- Genres: Mexican son music (old mariachi)
- Years active: 1979–present
- Members: José Luis Perujo, Javier Lassard, Carlos Carral, Sergio Mendez, Emilio Perujo and María Perujo.
- Website: https://www.facebook.com/pages/Mariachi-Charanda/306224399512990

= Mariachi Charanda =

Mariachi Charanda is a traditional mariachi or “son” musical group from Mexico. The group works to conserve the version of this music, originally done only with string instruments, working with educational and cultural institutions to present this antique style of music all over Mexico and abroad.

Founded in 1979, the group has been together over thirty years, with members José Luis Perujo on the violin, Javier Lassard on violin, Carlos Carral in Mexican vihuela, Sergio Mendez on guitarra de golpe, Emilio Perujo on guitarrón mexicano, with vocals by María Perujo.

The group’s repertoire mostly consists of traditional son music from western states, Jalisco, Colima, Nayarit and Michoacán, but it has incorporated some work from other regions in Mexico.

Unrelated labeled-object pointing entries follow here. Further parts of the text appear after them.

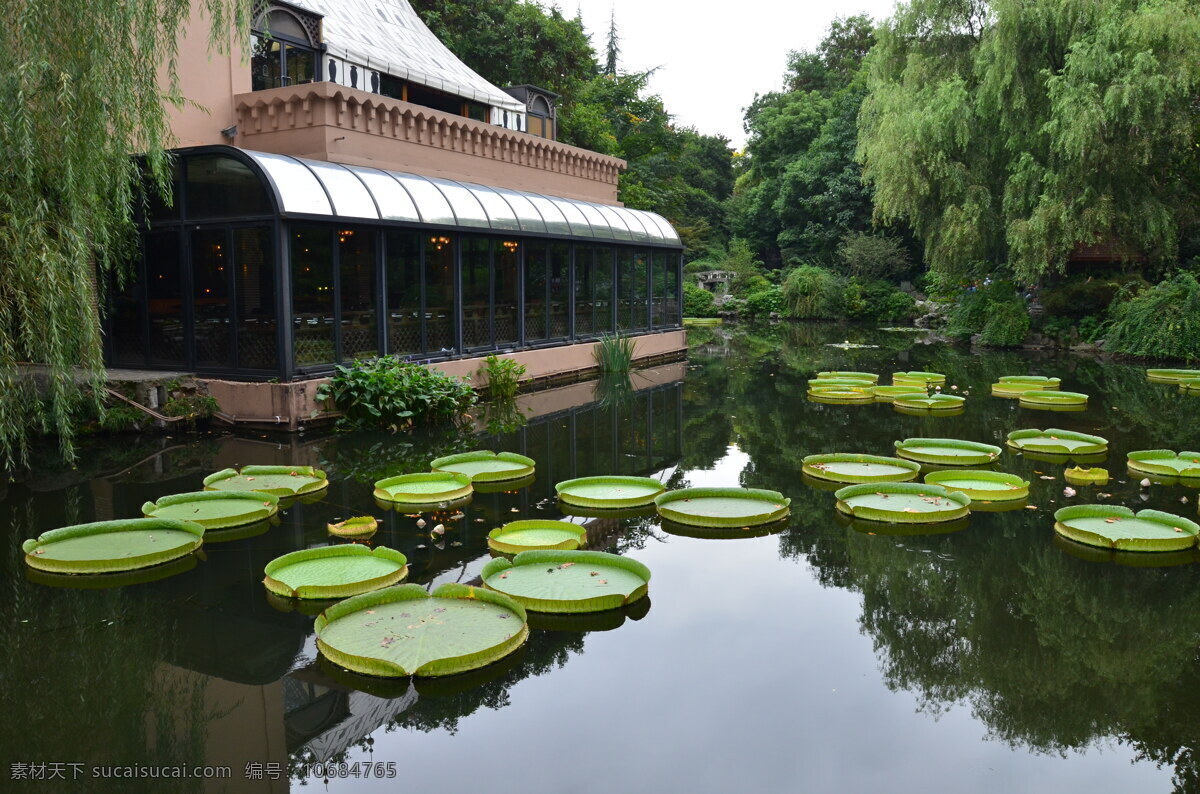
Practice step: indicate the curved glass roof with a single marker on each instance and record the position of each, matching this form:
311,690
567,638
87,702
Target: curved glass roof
317,187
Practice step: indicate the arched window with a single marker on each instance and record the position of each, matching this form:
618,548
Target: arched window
283,50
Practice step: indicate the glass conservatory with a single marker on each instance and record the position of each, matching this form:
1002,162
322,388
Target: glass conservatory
274,266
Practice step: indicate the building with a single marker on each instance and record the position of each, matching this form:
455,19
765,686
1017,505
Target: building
346,187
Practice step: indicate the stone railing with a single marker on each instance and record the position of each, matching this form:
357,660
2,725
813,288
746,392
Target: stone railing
330,121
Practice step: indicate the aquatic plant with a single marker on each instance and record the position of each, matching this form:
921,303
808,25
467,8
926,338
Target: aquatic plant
568,582
615,353
457,629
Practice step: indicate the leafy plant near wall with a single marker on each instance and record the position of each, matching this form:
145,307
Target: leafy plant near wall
503,377
615,353
395,395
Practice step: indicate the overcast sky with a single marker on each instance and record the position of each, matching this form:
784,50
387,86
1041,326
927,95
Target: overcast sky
713,56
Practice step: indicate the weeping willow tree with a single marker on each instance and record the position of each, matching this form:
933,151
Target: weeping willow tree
83,86
1008,132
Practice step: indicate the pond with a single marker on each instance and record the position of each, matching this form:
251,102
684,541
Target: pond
819,657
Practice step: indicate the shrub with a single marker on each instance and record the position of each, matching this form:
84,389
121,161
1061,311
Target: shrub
813,293
697,301
1162,322
391,394
503,377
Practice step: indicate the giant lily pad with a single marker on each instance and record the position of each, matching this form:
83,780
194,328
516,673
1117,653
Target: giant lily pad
923,402
1117,527
425,488
335,571
918,378
1017,385
859,468
903,503
279,480
537,534
484,465
215,509
947,451
869,377
1170,376
610,492
1055,441
406,631
1165,463
982,483
568,581
108,546
723,506
1053,399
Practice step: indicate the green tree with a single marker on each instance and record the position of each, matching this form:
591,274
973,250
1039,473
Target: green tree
81,89
1012,132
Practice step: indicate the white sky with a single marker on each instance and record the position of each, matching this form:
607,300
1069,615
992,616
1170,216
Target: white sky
714,56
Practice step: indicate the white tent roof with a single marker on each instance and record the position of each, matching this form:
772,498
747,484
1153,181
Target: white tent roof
387,35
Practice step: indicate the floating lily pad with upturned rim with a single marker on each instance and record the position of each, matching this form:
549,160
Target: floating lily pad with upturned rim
215,509
1171,376
406,631
1165,463
357,527
903,503
917,378
610,492
723,506
982,483
424,488
335,571
859,468
1080,476
947,451
1038,397
111,546
870,377
1056,441
556,581
924,402
533,534
279,480
485,465
1120,528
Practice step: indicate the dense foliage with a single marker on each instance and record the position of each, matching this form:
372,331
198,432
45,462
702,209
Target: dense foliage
395,395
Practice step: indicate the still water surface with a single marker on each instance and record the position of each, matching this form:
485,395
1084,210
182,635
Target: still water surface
821,657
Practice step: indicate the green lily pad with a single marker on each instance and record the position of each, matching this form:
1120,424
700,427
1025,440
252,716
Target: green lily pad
1056,441
1171,376
1050,398
859,468
921,401
279,480
869,377
1165,463
990,486
610,492
555,581
537,534
917,378
406,631
424,488
484,465
723,506
108,546
903,503
947,451
1080,476
1117,527
335,571
357,527
215,509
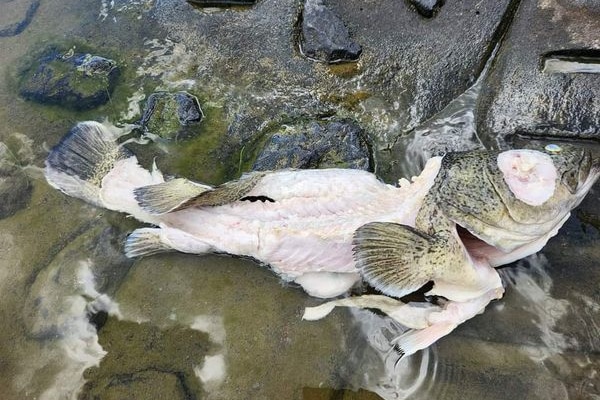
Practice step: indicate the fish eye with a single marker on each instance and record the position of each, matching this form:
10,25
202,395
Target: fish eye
553,148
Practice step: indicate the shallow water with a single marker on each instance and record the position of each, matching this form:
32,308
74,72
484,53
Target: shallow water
82,321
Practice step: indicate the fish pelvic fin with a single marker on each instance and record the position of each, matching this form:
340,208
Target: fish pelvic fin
417,339
395,259
168,196
79,162
145,242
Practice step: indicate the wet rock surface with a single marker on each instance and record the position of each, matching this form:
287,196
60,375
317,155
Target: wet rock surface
15,187
520,96
136,365
427,8
339,144
79,81
222,3
324,36
16,16
171,115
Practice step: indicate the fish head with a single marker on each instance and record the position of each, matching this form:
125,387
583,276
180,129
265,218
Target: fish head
577,167
507,205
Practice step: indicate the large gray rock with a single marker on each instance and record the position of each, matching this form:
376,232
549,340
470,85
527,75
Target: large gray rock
338,144
410,68
324,36
80,81
524,93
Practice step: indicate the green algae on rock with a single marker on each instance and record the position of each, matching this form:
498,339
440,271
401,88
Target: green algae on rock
145,361
332,144
15,188
172,115
73,80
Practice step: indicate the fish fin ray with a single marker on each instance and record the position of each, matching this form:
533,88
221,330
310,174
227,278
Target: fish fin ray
145,242
392,257
417,339
77,164
167,196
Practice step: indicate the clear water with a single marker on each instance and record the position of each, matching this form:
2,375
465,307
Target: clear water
216,327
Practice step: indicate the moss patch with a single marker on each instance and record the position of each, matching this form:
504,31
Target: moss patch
144,361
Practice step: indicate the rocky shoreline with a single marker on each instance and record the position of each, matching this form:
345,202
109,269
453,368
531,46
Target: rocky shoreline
219,88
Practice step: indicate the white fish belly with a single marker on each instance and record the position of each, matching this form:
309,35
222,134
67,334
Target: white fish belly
310,225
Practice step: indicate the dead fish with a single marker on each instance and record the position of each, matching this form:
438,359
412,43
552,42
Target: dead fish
465,214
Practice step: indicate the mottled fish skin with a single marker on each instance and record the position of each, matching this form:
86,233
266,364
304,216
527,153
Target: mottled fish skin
471,191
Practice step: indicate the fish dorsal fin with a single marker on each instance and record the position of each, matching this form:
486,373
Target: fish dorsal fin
168,196
392,257
227,192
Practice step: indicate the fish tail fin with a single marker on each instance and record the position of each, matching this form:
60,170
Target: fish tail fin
145,242
89,163
168,196
148,241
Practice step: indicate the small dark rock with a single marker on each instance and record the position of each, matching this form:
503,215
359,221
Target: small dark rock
78,81
337,144
427,8
324,35
14,28
15,188
171,115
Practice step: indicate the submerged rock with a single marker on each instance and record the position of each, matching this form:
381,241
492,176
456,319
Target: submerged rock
324,35
427,8
74,80
538,87
15,18
171,115
144,361
15,188
338,144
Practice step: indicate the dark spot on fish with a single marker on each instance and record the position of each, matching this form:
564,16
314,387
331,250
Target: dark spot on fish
257,198
399,350
98,319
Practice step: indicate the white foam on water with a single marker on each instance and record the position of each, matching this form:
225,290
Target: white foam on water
213,370
535,286
77,337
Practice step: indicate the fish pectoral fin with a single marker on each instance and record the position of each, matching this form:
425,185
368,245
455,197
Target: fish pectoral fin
168,196
395,259
145,242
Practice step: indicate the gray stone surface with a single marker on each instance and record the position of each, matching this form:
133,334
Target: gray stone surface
16,17
324,36
519,97
338,144
171,115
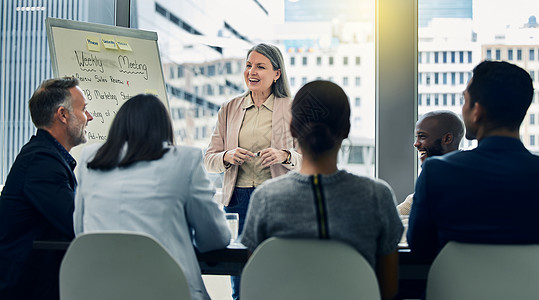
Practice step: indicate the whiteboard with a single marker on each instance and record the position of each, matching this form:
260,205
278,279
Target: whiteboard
112,65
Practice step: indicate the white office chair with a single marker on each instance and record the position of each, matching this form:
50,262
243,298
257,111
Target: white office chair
307,269
118,266
473,271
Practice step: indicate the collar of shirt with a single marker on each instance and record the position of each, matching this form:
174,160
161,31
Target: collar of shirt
248,102
69,159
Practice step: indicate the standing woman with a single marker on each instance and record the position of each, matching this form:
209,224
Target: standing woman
252,141
139,181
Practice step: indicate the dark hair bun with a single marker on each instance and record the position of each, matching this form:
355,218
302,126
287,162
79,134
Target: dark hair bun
318,137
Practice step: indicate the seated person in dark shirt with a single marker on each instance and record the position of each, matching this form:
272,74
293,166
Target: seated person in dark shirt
488,194
38,197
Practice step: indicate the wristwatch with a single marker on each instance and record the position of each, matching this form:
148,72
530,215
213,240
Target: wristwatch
288,159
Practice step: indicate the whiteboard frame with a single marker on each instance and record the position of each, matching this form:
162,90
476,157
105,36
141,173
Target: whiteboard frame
101,29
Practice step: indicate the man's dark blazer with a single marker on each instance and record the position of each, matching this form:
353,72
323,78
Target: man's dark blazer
36,204
486,195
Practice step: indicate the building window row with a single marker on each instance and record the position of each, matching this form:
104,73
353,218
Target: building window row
443,99
445,57
330,60
443,78
513,54
345,80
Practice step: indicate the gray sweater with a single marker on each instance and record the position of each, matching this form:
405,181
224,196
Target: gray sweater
360,211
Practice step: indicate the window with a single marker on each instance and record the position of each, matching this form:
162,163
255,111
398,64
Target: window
211,70
180,71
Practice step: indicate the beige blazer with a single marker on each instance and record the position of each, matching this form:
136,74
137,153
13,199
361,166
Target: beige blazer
225,137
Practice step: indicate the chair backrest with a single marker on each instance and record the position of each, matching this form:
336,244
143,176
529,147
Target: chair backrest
480,271
120,265
307,269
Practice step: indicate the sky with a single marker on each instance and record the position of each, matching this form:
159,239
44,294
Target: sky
500,13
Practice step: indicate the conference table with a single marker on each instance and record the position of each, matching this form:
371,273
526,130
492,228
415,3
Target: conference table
413,270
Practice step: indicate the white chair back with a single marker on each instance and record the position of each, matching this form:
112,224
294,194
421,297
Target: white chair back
118,266
291,269
479,271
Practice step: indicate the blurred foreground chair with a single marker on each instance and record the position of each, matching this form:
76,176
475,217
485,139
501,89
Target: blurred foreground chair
481,271
120,265
292,269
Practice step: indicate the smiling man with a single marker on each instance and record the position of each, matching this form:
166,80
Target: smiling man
437,133
38,198
488,194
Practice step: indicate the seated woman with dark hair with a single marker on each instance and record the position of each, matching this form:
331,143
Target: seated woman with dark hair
357,210
139,181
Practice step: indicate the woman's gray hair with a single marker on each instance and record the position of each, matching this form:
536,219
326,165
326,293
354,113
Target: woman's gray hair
281,88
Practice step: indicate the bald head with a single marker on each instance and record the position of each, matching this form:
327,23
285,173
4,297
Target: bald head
437,133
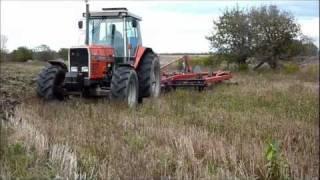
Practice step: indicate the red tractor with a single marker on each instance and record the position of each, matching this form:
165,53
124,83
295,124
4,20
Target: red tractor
112,62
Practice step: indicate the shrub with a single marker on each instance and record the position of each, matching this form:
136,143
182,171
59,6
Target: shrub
291,68
21,54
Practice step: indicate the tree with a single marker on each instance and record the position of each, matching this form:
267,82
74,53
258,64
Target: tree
273,31
63,53
21,54
264,33
3,47
232,36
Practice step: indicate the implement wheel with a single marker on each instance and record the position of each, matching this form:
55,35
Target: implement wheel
49,83
149,76
124,85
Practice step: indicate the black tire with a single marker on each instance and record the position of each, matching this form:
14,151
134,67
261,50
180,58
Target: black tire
124,85
149,67
49,83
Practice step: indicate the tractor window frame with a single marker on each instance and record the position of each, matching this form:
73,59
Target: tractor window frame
120,48
135,33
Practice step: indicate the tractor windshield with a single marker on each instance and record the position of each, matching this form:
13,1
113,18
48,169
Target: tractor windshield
107,32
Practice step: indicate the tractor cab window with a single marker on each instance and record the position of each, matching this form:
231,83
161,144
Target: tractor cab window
108,32
133,36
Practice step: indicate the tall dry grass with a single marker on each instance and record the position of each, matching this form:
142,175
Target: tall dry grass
222,133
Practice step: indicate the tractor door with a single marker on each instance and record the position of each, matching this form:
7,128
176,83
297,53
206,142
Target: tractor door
133,37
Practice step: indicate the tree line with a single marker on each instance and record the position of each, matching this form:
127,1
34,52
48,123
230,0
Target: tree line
264,34
23,54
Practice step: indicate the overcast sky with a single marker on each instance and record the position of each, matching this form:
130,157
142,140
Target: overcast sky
167,26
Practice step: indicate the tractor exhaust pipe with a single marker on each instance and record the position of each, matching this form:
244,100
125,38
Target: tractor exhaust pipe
87,23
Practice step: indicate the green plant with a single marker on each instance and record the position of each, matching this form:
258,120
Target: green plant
277,166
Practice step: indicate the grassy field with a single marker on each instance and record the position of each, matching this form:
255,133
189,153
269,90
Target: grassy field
265,127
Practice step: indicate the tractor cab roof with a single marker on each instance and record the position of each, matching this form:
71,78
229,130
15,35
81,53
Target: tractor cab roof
113,12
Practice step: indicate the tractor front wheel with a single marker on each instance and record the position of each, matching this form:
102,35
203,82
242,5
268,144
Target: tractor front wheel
49,83
124,85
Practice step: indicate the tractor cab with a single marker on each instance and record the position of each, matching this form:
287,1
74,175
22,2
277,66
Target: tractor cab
112,63
116,28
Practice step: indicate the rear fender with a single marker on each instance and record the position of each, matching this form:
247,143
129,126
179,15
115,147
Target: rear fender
59,63
140,54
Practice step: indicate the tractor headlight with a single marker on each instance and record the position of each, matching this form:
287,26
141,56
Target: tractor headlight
84,69
74,69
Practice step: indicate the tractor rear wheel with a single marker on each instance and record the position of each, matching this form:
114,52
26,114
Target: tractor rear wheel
124,85
149,76
49,83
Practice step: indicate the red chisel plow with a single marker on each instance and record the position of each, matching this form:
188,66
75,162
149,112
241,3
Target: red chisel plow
190,78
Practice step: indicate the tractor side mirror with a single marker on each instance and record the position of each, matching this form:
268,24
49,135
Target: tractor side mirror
134,23
80,24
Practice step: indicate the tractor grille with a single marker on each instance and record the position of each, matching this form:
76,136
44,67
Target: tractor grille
79,58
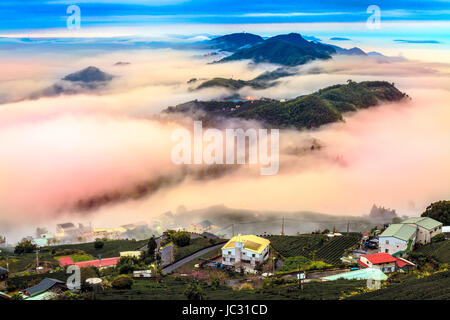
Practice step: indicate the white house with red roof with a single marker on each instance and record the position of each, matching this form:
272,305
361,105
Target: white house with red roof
382,261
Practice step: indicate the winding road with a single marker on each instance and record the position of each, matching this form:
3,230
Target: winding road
179,263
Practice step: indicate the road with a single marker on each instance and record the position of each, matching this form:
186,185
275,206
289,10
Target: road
179,263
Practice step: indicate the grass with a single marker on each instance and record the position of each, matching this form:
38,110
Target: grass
171,288
412,287
194,246
314,246
77,257
189,266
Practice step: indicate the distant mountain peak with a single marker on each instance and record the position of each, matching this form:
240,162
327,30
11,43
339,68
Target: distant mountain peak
235,41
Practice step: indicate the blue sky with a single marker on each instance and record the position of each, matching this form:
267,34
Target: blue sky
43,14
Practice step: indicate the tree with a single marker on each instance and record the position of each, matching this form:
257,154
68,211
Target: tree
40,232
25,246
194,292
438,238
439,211
151,246
98,244
122,282
396,220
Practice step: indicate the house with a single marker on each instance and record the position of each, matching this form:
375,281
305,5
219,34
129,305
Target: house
403,264
248,250
40,242
382,261
134,254
3,274
66,261
99,263
398,239
68,232
108,233
427,228
362,274
142,274
4,296
47,284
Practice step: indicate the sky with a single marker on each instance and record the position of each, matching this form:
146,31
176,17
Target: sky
39,14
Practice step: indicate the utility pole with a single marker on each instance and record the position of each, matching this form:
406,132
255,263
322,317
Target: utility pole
300,277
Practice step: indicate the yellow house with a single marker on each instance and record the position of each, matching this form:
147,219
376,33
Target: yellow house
247,249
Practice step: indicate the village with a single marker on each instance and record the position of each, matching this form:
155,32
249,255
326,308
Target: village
204,262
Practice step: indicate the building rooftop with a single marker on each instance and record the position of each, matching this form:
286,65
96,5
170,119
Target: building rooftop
424,222
3,271
251,242
400,231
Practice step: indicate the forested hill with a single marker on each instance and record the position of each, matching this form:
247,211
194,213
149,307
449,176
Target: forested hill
309,111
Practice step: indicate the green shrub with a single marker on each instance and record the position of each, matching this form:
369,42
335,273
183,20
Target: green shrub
98,244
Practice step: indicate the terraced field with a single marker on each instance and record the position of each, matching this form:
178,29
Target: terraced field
314,246
434,287
440,251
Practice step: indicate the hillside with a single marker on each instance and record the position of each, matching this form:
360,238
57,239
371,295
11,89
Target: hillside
111,248
279,52
439,251
434,287
297,40
309,111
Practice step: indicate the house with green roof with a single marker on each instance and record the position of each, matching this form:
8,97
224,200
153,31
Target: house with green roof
398,239
426,227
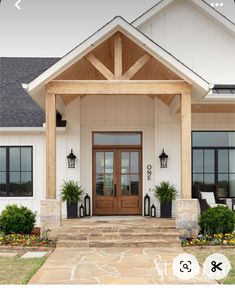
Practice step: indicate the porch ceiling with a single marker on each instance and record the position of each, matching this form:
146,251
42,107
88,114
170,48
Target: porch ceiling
117,58
213,108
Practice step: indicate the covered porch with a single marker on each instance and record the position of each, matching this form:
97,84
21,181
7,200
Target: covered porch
119,62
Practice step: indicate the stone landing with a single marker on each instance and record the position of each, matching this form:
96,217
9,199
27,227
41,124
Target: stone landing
118,231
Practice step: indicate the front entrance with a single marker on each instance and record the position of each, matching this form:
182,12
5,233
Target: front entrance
117,181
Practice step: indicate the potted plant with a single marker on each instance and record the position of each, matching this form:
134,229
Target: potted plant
165,193
71,192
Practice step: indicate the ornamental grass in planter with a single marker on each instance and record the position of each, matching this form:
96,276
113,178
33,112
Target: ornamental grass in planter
165,193
71,192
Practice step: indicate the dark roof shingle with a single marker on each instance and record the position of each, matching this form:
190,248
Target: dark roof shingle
17,108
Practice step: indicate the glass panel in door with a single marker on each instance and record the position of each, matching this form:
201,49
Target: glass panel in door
104,173
130,173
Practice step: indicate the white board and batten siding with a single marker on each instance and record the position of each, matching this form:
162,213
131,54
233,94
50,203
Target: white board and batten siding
196,39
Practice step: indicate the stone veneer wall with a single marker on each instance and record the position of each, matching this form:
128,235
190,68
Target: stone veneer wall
187,213
50,217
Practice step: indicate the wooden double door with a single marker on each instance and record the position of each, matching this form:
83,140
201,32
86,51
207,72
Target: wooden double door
117,181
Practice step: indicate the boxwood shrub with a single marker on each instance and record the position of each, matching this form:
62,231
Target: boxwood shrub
14,219
217,220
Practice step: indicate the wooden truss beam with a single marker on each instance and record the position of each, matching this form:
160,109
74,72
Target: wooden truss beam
136,67
100,66
102,87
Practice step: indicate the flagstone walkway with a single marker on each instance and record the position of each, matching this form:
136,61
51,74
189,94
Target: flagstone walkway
112,266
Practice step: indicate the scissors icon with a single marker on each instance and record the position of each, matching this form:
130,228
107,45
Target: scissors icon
216,266
185,266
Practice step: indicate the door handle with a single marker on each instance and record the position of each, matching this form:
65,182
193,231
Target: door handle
115,190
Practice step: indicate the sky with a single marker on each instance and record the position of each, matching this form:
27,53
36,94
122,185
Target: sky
51,28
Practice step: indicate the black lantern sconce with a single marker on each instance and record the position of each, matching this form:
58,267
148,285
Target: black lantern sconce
163,159
81,211
87,205
153,211
146,205
71,159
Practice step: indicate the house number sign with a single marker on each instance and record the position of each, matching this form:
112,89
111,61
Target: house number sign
149,172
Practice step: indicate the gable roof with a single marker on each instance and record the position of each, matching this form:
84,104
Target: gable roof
17,109
36,88
211,11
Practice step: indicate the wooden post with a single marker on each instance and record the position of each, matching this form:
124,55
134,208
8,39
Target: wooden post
186,172
50,146
118,56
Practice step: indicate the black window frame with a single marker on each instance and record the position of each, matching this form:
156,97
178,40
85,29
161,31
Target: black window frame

Songs include El Capulinero, Atotonilco, El Sauce y la Palma, La Pulquería, México Lucido, El Toro Viejo, La Tequilera and El Huizache.

Mariachi Charanda collaborates with cultural and educational institutions such as the Secretaría de Educación Pública, CONACULTA and UNAM appearing on programs such as Radio Educación, Radio Universidad, Once TV, Cadena Tres and the Discovery Channel. They have also participated in children's events such as Alas y Raíces and Jugares y Juglares in Mexico City.

The group has performed in most of the principal theaters of Mexico and have appeared in every state of the country, especially at cultural festivals in San Luis Potosí, Tlaxcala, Jalisco, Puebla, Morelos and other states. They have also appeared at the First International Mariachi Encounter (Primer Encuentro Internacional de Mariachi) and the ninth National Traditional Mariachi Encounter (Encuentro Nacional de Mariachi Tradicional) in Guadalajara. In addition, they have toured Europe (Spain, France, Greece), South America (Brazil, Argentina) and various cities in the United States and Canada.